Using Views In Your Warehouse Model
One trick that I love to use is for my DBA to always create an associated View in the database for each Table in the warehouse. I reference these Views just the same via Warehouse Catalog/Architect, and I make it a point to never hit the Tables directly. There are some that will have a fit and say that I’m going to suffer greatly in performance even for simple “select *” views. While that may be true in some environments, my own personal testing has never reached those results. to be sure, hitting the Views doesn’t have any performance benefits, but the real gain is flexibility for both me and my DBA. Today I’ll discuss this strategy and if you’re not using Views today, you could be missing out on some handy solutions to your problems.
The hardest part of Business Intelligence is ETL. I like to say that ETL is “95% of the work”, but they don’t get any of the glory. While we sleep soundly at night as our users are asleep, those wee hours of the night are usually the most hectic for ETL Administrators. The majority of projects run the majority of their ETL in off hours, and any kind of unforeseen source system changes will surely creep up at those times. Considering as MicroStrategy Developers, we’re the face of the project and reap all of the glory, I always try my best to give credit where it’s due.
I also try to help out as much as I can, and one of those ways is by striking a balance between where to solve a problem. MicroStrategy tries to provide as many options as possible, so when a new requirement arises, do we build a Custom Group? A Report as Filter? An ApplySimple attribute? Or do we go back and request that ETL save us again and do the work for us so that we can have our simple “select * from FactTable” reports. Surely, that balance includes performance considerations. As easy as it is for me to create a Custom Group and save everyone a lot of work, if the report takes 5 minutes to run vs 5 seconds if they add it to the table during ETL, it’s just not a sacrifice we can make.
This is where using Views comes in. One scenario I had recently went like this:
We have a dimension that gets loaded from multiple 3rd party data sources. But not every element comes from an individual source, some elements are contributed to by multiple sources, and some elements don’t have a source at all because they are inherent to the system.
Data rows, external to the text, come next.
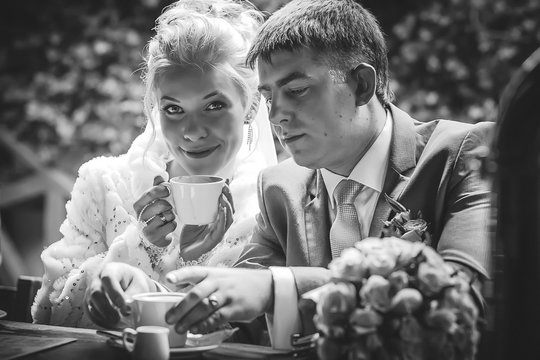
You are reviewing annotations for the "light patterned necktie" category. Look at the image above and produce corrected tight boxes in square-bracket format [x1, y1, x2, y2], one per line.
[330, 180, 364, 259]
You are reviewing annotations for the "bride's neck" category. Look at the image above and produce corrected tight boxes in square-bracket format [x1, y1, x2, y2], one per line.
[167, 159, 235, 180]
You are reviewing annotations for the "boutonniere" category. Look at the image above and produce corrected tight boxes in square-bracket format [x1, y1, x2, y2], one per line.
[383, 194, 431, 245]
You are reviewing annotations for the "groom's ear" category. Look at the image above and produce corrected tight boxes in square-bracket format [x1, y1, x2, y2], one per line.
[352, 63, 377, 106]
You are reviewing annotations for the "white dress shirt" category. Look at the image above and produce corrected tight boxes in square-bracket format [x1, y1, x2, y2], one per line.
[266, 111, 393, 350]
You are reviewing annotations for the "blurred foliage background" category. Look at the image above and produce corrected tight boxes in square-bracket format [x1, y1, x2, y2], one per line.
[0, 0, 540, 179]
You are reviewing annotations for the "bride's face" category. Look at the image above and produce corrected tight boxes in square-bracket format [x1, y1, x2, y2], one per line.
[157, 69, 244, 175]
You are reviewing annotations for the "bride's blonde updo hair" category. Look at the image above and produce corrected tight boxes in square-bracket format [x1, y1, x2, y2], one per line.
[142, 0, 264, 136]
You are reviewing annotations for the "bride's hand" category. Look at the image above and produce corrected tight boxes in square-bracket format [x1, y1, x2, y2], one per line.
[133, 176, 176, 247]
[180, 185, 234, 261]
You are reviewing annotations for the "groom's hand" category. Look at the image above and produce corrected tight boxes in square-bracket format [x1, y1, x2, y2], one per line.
[166, 266, 274, 333]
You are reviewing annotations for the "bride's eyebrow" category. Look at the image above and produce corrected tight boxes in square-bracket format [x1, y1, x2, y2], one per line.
[203, 90, 219, 100]
[160, 95, 181, 102]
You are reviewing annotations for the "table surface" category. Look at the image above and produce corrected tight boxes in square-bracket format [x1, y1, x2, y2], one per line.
[0, 320, 314, 360]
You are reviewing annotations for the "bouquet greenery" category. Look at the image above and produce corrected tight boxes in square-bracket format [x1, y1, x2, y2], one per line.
[304, 237, 479, 360]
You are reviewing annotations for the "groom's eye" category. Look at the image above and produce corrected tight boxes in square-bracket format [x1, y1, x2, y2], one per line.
[289, 87, 308, 96]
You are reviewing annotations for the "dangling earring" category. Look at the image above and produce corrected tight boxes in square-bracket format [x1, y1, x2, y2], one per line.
[247, 122, 253, 151]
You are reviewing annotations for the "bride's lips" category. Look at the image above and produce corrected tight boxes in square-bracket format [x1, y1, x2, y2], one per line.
[179, 145, 219, 159]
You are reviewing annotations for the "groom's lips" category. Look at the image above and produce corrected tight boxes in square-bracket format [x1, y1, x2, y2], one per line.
[283, 134, 304, 145]
[180, 145, 219, 159]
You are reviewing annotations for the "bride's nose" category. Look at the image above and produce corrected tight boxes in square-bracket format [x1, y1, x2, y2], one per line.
[183, 117, 208, 142]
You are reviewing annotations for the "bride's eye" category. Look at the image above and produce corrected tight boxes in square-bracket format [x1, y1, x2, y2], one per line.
[162, 105, 184, 115]
[206, 101, 226, 111]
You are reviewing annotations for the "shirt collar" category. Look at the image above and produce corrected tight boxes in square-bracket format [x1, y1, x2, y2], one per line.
[321, 111, 393, 208]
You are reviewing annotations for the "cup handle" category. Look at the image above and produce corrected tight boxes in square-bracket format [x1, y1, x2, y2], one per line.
[122, 328, 137, 352]
[123, 299, 139, 328]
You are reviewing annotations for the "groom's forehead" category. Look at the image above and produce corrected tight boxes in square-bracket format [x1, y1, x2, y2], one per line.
[257, 50, 321, 88]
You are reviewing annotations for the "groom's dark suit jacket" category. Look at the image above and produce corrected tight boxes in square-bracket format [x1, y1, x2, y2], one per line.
[237, 106, 493, 294]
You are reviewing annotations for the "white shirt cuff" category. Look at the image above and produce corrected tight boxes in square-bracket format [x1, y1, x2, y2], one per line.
[151, 279, 171, 292]
[266, 266, 301, 350]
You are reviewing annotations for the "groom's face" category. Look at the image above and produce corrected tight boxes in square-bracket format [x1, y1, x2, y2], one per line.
[258, 50, 371, 175]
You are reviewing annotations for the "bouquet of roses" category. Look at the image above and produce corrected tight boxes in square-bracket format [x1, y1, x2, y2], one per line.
[304, 237, 479, 360]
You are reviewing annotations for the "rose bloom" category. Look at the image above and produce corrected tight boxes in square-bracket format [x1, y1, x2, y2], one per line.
[328, 248, 367, 282]
[360, 275, 391, 312]
[418, 262, 452, 295]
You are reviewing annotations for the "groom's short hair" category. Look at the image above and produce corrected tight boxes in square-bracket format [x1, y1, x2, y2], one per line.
[247, 0, 393, 104]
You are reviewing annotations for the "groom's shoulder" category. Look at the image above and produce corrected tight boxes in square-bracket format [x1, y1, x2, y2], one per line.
[261, 158, 316, 188]
[415, 120, 494, 152]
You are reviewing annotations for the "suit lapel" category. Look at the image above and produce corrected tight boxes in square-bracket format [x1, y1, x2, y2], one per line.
[369, 105, 416, 236]
[304, 170, 332, 266]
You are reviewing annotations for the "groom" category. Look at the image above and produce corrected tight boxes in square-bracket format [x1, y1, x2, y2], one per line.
[122, 0, 490, 348]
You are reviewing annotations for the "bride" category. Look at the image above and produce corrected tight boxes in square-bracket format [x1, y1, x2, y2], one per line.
[32, 0, 276, 327]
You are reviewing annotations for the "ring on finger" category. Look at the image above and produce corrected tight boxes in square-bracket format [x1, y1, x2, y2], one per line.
[196, 310, 224, 333]
[158, 213, 167, 223]
[143, 215, 156, 226]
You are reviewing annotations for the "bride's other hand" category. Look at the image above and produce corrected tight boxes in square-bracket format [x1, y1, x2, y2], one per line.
[180, 185, 234, 261]
[84, 262, 157, 328]
[133, 176, 177, 247]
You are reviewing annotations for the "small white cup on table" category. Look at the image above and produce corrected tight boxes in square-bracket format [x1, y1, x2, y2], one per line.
[122, 326, 170, 360]
[131, 292, 187, 348]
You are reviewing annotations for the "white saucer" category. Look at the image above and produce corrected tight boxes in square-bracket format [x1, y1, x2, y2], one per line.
[170, 344, 219, 354]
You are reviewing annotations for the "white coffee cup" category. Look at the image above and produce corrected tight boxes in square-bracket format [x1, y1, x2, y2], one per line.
[170, 175, 225, 225]
[122, 326, 170, 360]
[131, 292, 187, 348]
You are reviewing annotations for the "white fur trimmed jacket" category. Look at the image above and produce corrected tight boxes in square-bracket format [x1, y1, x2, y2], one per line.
[32, 117, 275, 327]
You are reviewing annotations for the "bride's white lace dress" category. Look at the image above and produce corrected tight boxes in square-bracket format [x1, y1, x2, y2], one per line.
[32, 106, 276, 327]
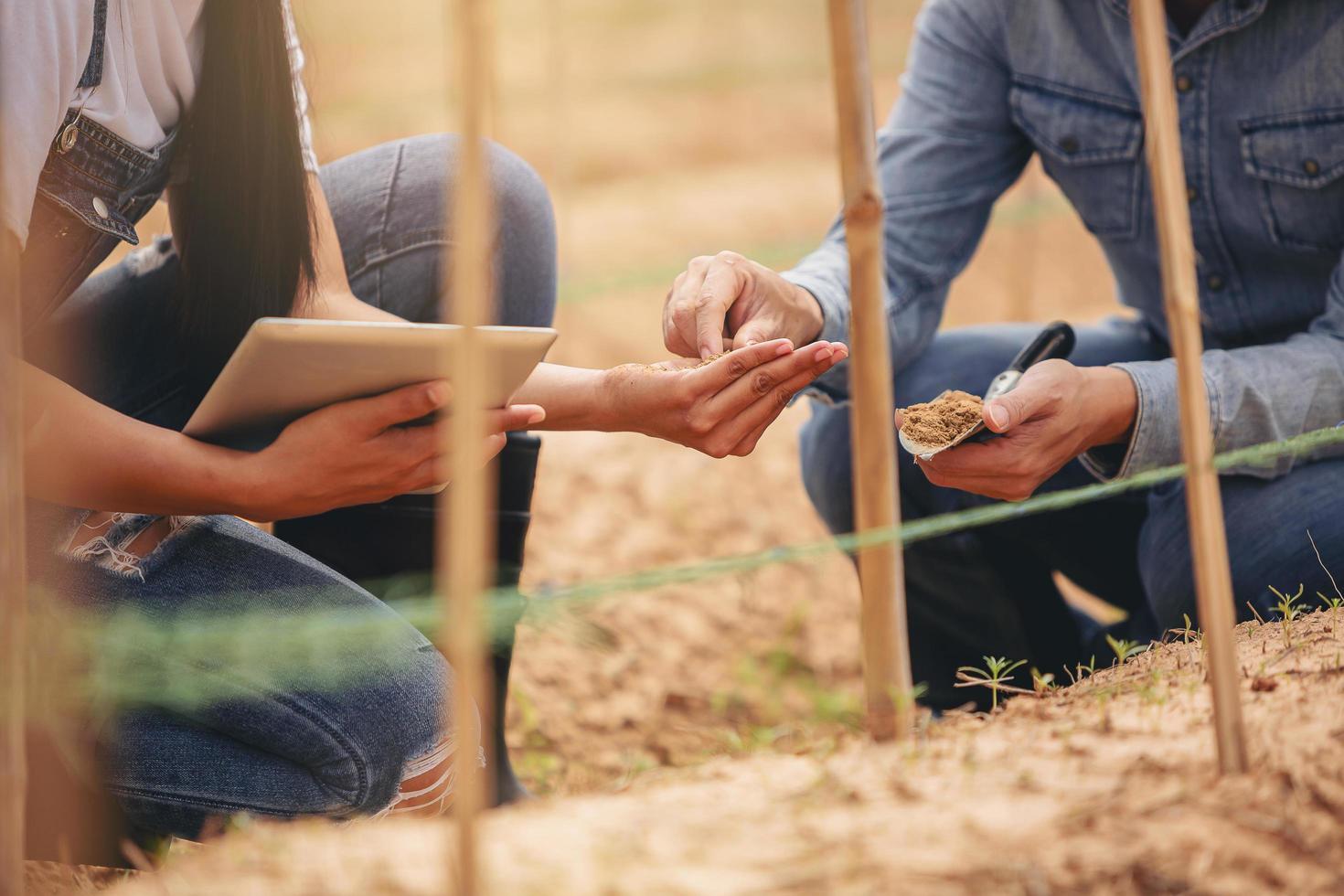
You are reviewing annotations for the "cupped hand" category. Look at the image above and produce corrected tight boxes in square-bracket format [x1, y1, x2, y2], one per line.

This means that Data Provider is a Many-to-Many to Dimension, but that not all Dimensions have a Data Provider. Using the classical relationships, I could end up with duplicate rows or dropped rows. But, I still need this table in this structure to support filtering where a user only wants to see Dimensions from a particular Data Provider.
So how would you solve this? Surely there are some gymnastics you can do with Attribute Join Types and Level Metrics, but I want a more robust systemic solution and not one that has to be laboriously implemented per report. No doubt, this solution is going to come from ETL.
In our case, these two tables aren’t very large. Both tables are in the six-figures in rows, and for our platform that’s a spit in the bucket. So our solution was to edit our existing V_Dimensions view and add a simple left join and SQL to append a single column that lists all of the Data Providers for that Dimension record, comma separated. In MicroStrategy, I created this as a separate attribute, so I now have “Data Providers” and “Data Provider Breakout”, where the first is the single value string concatenation and the later is the Many-to-Many join.
The result was something very easy for ETL to implement. They didn’t have to write any complicated mappings or schedule yet another workflow for the wee hours. I didn’t have to do any kind of crazy MicroStrategy sorcery and I have the answer directly provided to me. The users can prompt on Data Provider and yet also receive the list per row without duplicates. It’s an elegant solution made possible by Views.
Now, if we weren’t already using views, and prior to this requirement, the V_Dimension was just “Select * from Dimension”, this would have been a lot harder to implement. It would have either required ETL, or a separate table to be loaded and now I’ve got yet another Logical Table / Join / Relationship. Compacting that logic into the view isolates me from the complication and makes debugging my reports a lot easier.
It’s a slippery slope, because the more you take this shortcut, the worse performance will get. If querying the Dimension table takes 1 second, and querying the view that now has this join in it takes 2 seconds, I’ve already started to slip in performance. In this case, I think a report that takes 1 second longer is worth avoiding the administrative overhead and development time is worth it, but keep in mind that it means every time that table is accessed, it will be dealing with those extra joins in the views whether the report needs them or not.
Another advantage is that it makes renaming tables/columns much easier. Prior to 9, if you needed to rename a warehouse table or column, it was a nightmare of object juggling (Create new, remap, remove old). In 9 with the Architect tool, you can now rename warehouse tables directly, though columns are still a pain to juggle. Using views makes it easier to handle both scenarios as you can either leave the views alone, or do an additional column select in the view to give you that intermediary column for your object moving. You also get the advantage of being able to try out new schemas without a lot of work, and then have the choice to go back and convert them to physical tables should you decide to proceed with those changes.
Overall, I think views offer a project tremendous flexibility, so don’t be so quick to dismiss them because you are prejudice against their perceived performance impacts. As always, consult your DBA and at least give it a try.